Consult the HR Department
Schedule meetings with the human resources team to discuss the situation. They can give advice on how to deal with the poor behavior, help you understand the documentation you need and provide a course of action for addressing the issue with the employee. HR will understand all the company policies and processes for handling difficult employees and terminating their employment, if necessary.
Work Together Toward a Solution
The ideal result when you discuss a difficult employee’s behavior with them is that the two of you work together to develop a solution you both agree on. Discuss the negative behavior, what the appropriate behavior looks like and then find out what the employee needs from you to improve. Agree upon a solution to the issue.
Write Down Expectations
Detail your expectations for what needs to improve and set a timeline for improvement. Write down a clear plan of action with a specific timeline and evaluation framework for measuring success. Sign the plan and have the employee sign it as well. You should both keep a copy of the document so the employee can use it to enact the plan and you can evaluate performance moving forward.
Set Specific Consequences
It’s possible that your plan for improvement with a difficult employee will fail if you don’t set clear consequences if the behavior doesn’t change within the agreed upon timeframe. Consequences can include a formal written warning, not being eligible for promotions or bonuses and in more severe situations, termination of their employment. Employees likely won’t change their behavior unless continuing it will affect them negatively.

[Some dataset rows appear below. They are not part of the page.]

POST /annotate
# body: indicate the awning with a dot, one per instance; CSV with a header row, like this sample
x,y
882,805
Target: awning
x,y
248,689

Give your employee the time needed to correct their behavior. During that time, monitor their progress and make note of any issues or relapses. Check in as frequently as needed to get a better sense of how they’re progressing with the agreed-upon plan and intervene if they get off track. After the timeline from your plan has passed, schedule a full in-person evaluation to discuss how the situation has progressed.
Recognize a Hopeless Situation
While the goal is to improve the employee’s behavior so that your team can be more happy and productive together, realistically there will be times when that isn’t possible. If your previous interventions haven’t had the desired effect and the staff member is unwilling to change their behavior, you need to follow your company’s termination procedure and cut your losses.